Le procureur général de Colombie-Britannique David Eby devant un lutrin.
Le procureur général de Colombie-Britannique, David Eby, réagit à la décision de la cour d'appel de la province. Photo: The Canadian Press / DARRYL DYCK
Francis Plourde

Après un revers en Cour d'appel provinciale vendredi, la Colombie-Britannique annonce qu'elle portera sa cause devant la Cour suprême du Canada. Pendant ce temps, l'Alberta presse Ottawa d'aller de l'avant avec la construction du pipeline Trans Mountain.

Le premier ministre de la Colombie-Britannique n’a pas tardé à réagir publiquement. En conférence de presse à Kelowna, John Horgan s’est dit déçu de la décision et a laissé entendre que son gouvernement porterait la cause en Cour suprême du Canada. « Nous croyons que nous avons l’autorité pour légiférer », dit-il.

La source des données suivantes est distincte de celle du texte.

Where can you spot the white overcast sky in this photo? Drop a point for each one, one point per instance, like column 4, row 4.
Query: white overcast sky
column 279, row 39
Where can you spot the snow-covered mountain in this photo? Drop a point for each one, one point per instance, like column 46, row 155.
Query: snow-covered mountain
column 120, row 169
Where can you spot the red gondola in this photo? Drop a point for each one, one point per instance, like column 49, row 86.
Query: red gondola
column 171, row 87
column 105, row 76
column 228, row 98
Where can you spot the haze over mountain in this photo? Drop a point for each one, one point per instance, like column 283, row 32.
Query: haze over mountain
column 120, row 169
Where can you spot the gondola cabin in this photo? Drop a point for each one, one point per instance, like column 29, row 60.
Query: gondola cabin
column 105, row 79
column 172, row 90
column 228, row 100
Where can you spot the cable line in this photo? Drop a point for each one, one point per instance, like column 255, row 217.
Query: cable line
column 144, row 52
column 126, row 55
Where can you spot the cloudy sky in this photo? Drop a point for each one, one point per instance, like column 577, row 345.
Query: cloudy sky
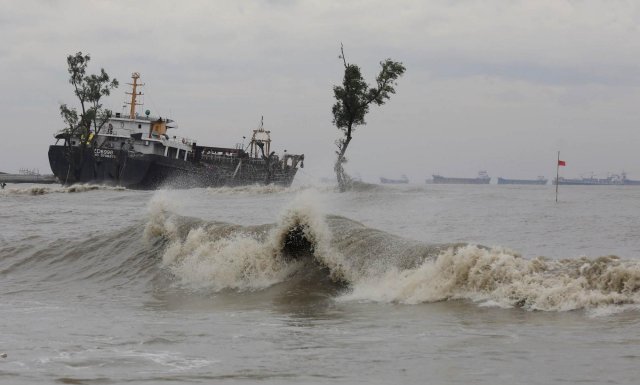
column 490, row 85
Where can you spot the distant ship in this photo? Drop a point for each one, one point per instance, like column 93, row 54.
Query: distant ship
column 482, row 178
column 540, row 180
column 138, row 152
column 611, row 180
column 403, row 179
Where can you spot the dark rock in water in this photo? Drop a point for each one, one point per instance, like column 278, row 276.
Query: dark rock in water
column 296, row 244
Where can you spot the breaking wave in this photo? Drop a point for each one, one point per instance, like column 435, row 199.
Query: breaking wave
column 380, row 267
column 305, row 245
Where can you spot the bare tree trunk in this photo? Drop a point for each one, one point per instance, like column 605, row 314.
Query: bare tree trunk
column 344, row 181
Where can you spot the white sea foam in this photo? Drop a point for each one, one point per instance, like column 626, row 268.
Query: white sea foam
column 243, row 259
column 51, row 189
column 499, row 278
column 381, row 267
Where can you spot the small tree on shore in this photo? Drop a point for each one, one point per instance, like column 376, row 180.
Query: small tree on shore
column 88, row 122
column 353, row 99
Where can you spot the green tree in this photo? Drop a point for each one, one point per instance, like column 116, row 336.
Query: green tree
column 353, row 99
column 83, row 125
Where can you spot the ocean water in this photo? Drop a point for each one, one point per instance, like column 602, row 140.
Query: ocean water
column 430, row 284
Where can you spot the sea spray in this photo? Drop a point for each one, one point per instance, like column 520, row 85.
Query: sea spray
column 222, row 256
column 382, row 267
column 498, row 277
column 43, row 190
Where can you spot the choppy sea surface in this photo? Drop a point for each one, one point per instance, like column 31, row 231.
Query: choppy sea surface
column 430, row 284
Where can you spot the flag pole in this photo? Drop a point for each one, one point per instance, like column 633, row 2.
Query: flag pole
column 557, row 175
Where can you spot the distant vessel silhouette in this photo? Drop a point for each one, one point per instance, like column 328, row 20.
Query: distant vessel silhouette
column 540, row 180
column 403, row 179
column 482, row 178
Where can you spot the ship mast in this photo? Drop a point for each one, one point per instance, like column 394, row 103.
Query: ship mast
column 134, row 94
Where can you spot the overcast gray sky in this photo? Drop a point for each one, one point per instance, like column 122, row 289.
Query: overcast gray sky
column 492, row 85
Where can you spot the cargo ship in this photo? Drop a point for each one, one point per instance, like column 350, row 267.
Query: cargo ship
column 403, row 180
column 482, row 178
column 611, row 180
column 141, row 152
column 539, row 181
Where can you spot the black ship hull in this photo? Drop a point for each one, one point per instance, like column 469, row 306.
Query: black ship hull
column 148, row 171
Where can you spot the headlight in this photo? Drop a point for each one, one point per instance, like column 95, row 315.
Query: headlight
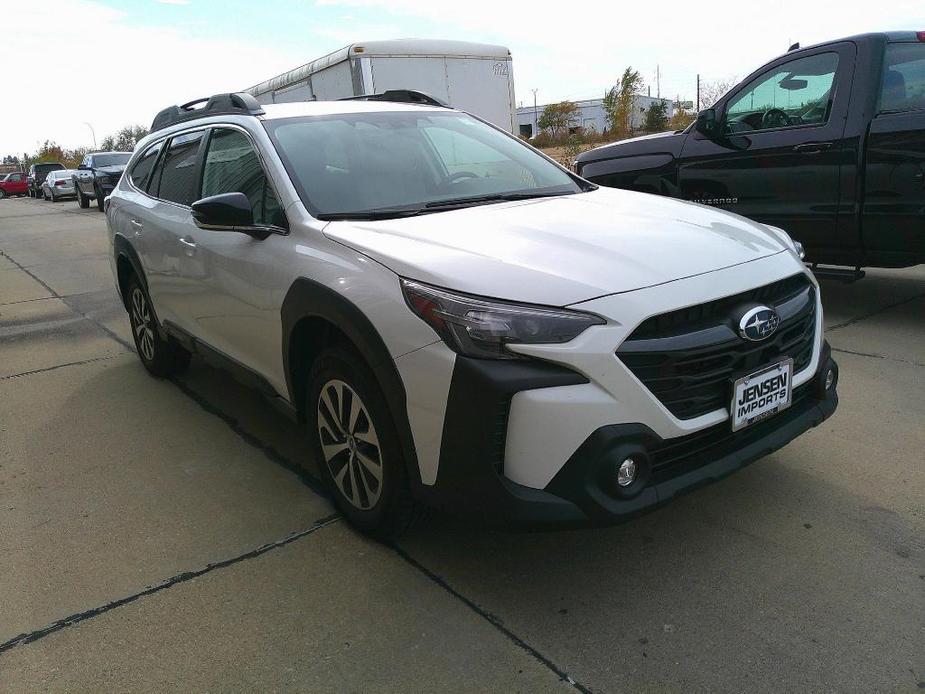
column 481, row 328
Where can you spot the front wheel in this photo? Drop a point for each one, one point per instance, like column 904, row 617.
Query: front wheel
column 161, row 356
column 356, row 445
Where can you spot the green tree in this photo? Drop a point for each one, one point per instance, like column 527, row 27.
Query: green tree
column 619, row 100
column 656, row 117
column 556, row 118
column 124, row 140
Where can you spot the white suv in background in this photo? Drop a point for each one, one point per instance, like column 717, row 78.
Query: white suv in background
column 460, row 321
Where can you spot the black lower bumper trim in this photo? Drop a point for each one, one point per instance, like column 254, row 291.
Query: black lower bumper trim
column 583, row 493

Je crois qu'il incombe à la province de se préparer en tout temps à protéger l'intérêt public, à protéger la population et l'économie de la Colomnie-Britannique, qu'il s'agisse d'incendies de forêt, d'inondations ou de déversements de pétrole catastrophiques qui pourraient avoir un impact sur notre saumon et sur notre économie maritime. Je n'ai pas de point de vue différent aujourd'hui à cause de la décision du tribunal. Je continue de plaider pour la protection de ce qui est important pour la Colombie-Britannique.

John Horgan, premier ministre de la Colombie-Britannique

Son gouvernement cherchait à savoir s’il avait l’autorité pour mettre en place une loi qui lui aurait permis de légiférer pour contrôler le transport de pétrole sur son territoire.

La Cour a jugé qu’une telle loi aurait eu pour effet de miner l’autorité de l’Office national de l’énergie et aurait dans les faits pu bloquer l’expansion de l’oléoduc Trans Mountain.

Le procureur général de la Colombie-Britannique, David Eby, a aussi confirmé que Victoria allait porter la cause en Cour suprême.

Nous continuons de croire que nous avons l'autorité et la responsabilité de légiférer, nous allons donc porter l'affaire devant la Cour suprême du Canada.

David Eby, procureur général de Colombie-Britannique

L’Alberta presse Ottawa d’aller de l’avant

En Alberta, le premier ministre, Jason Kenney, a d'abord interpellé Justin Trudeau afin qu’il annonce la construction de l’oléoduc.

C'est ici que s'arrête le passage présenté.